# Data Discovery in Data Lakes with BLEND

### Load libraries and define paths

In [None]:
import os
import sys
from pathlib import Path
import polars as pl
from tabulate import tabulate

In [None]:
data_path = Path("..", "data", "modena")

data_path.absolute(), data_path.exists()

Add BLEND modules to the PYTHONPATH list of paths

In [None]:
modules_path = Path("..", "modules")
blend_module_path = modules_path.joinpath("BLEND")

sys.path.append(str(blend_module_path.resolve()))
sys.path

In [None]:
db_path = data_path.joinpath("index_blend.db")
data_lake_path = data_path.joinpath("data-lake")
queries_path = data_path.joinpath("queries")

In [None]:
db_path.exists()

In [None]:
from blend import BLEND
from blend.utils import clean

### Instantiate BLEND index

In [None]:
index = BLEND(db_path)

### Load the query dataset

We have some datasets in the _query_ folder:

In [None]:
queries = sorted(os.listdir(queries_path))

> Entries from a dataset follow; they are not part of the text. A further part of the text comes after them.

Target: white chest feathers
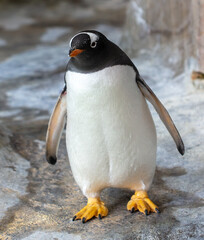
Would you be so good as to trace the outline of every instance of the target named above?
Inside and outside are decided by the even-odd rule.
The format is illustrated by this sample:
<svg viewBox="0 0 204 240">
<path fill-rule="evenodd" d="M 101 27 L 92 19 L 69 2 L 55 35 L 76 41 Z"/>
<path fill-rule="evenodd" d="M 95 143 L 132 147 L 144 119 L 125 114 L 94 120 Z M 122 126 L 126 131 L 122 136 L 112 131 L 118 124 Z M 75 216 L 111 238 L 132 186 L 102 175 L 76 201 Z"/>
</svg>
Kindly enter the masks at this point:
<svg viewBox="0 0 204 240">
<path fill-rule="evenodd" d="M 67 149 L 85 195 L 104 187 L 146 189 L 156 159 L 156 133 L 130 66 L 68 71 Z M 93 195 L 93 194 L 92 194 Z"/>
</svg>

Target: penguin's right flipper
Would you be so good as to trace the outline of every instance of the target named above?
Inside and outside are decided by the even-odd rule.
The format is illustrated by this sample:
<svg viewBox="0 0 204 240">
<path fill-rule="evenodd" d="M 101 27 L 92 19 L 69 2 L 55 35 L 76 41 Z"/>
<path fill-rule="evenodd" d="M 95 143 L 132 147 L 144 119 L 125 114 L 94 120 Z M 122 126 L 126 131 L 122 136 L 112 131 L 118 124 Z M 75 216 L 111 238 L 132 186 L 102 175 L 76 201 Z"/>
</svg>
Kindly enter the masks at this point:
<svg viewBox="0 0 204 240">
<path fill-rule="evenodd" d="M 66 87 L 60 94 L 50 117 L 46 135 L 46 159 L 54 165 L 57 162 L 57 151 L 66 119 Z"/>
<path fill-rule="evenodd" d="M 171 119 L 169 113 L 167 112 L 166 108 L 163 106 L 163 104 L 159 101 L 157 96 L 154 94 L 154 92 L 151 90 L 151 88 L 145 83 L 145 81 L 141 78 L 138 78 L 137 84 L 143 93 L 144 97 L 154 106 L 155 110 L 159 114 L 160 119 L 166 126 L 167 130 L 171 134 L 172 138 L 174 139 L 174 142 L 176 143 L 177 149 L 180 152 L 181 155 L 184 155 L 185 153 L 185 147 L 183 144 L 183 141 L 181 139 L 181 136 L 174 125 L 173 120 Z"/>
</svg>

print('\n\n'.join(queries))

In [None]:
# select one of the available queries
query_table_idx = 1
query_table_name = queries[query_table_idx]

# load the query dataset
qdf = pl.read_csv(queries_path.joinpath(query_table_name))

qdf

## Keyword Search

In many use-cases, one of the simplest and most useful kind of data discovery task is the _keyword_ search.

Basically, we want to identify those datasets whose cell values, considered as a set, have the highest overlap with a user-given query set.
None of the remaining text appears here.